What we hear is that the man’s simplicity and austerity is a breath of fresh air. That he challenges the priesthood to live without the latest everything, and that we must pay attention to the poor. This pope is so much into this, that he walks among the poor, etc. He tells the kids at World Youth Day to shake up dioceses, and whatever else the headlines screamed. But, from a Catholic perspective, nothing new. From the viewpoint of people who only know American Jesuits not named Avery Cardinal Dulles, a great theologian and traditionalist in his own right, it’s a radical change – as a Jesuit, Pope Francis took a vow of poverty and acts on it. (The special position of the Jesuits in the Church as servants specificaly answering to the pope went to a lot of heads, even as there was an attempt to destroy that order from within.) Pope Francis is more or less acting as a missionary to the people of the Church Herself, and asking the rest of us to do the same.
For those of us who identify with the Prodigal Son’s older brother, it’s not an easy sell. What we know of “the missions” are always in foreign lands. At least, they used to be.

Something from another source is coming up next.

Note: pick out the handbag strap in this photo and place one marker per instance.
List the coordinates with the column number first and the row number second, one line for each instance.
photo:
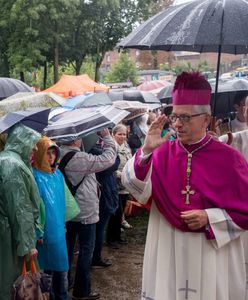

For whatever reason, there is a need to impose what non-Catholics think Catholics should be on us. There is a specific profile that the American media in particular attempts to impose on Catholic clergy, largely the pope. (That this same characterization is not considered for the liberals who are mostly now out of office is frustrating.) In Francis, the opportunity to mold that image to the narrative is available. Unless one looks closely. When reading or hearing his real words, seeing the photos of Francis hearing Confessions, that his first act as pope was to go to an ancient Icon of the Blessed Mother and say a Rosary, realization dawns – nothing has changed. But we need to get back to basics.

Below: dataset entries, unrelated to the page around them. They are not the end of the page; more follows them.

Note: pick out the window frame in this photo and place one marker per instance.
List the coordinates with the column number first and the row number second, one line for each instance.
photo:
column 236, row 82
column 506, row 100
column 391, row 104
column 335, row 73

Jorge Bergoglio was chosen by God through the Holy Spirit to lead the Church for a reason, just as Karol Wojtyla and Joseph Ratzinger were. After the disaster that followed Vatican II, they were needed to rebuild the episcopacy, the apostolate (priests), the sacraments, and Holy Mass; restore the traditional diaconate and the apprenticeship of the exorcists. Bergoglio is needed to remind us that what we have built on this earth is meant to be passed on, not gloried in. It is ephemeral – current – and does not last. We need to concentrate on what is important. Seek God, love one another and take care of the poor, as the missionary who came to my parish put it. That’s Francis’ message. The basics. That we use the format the Church gives us to do so, all the better.
There is a saying in the Catholic Church that every four hundred years or so the laity saves the Church. Pope Francis is calling us to do just that.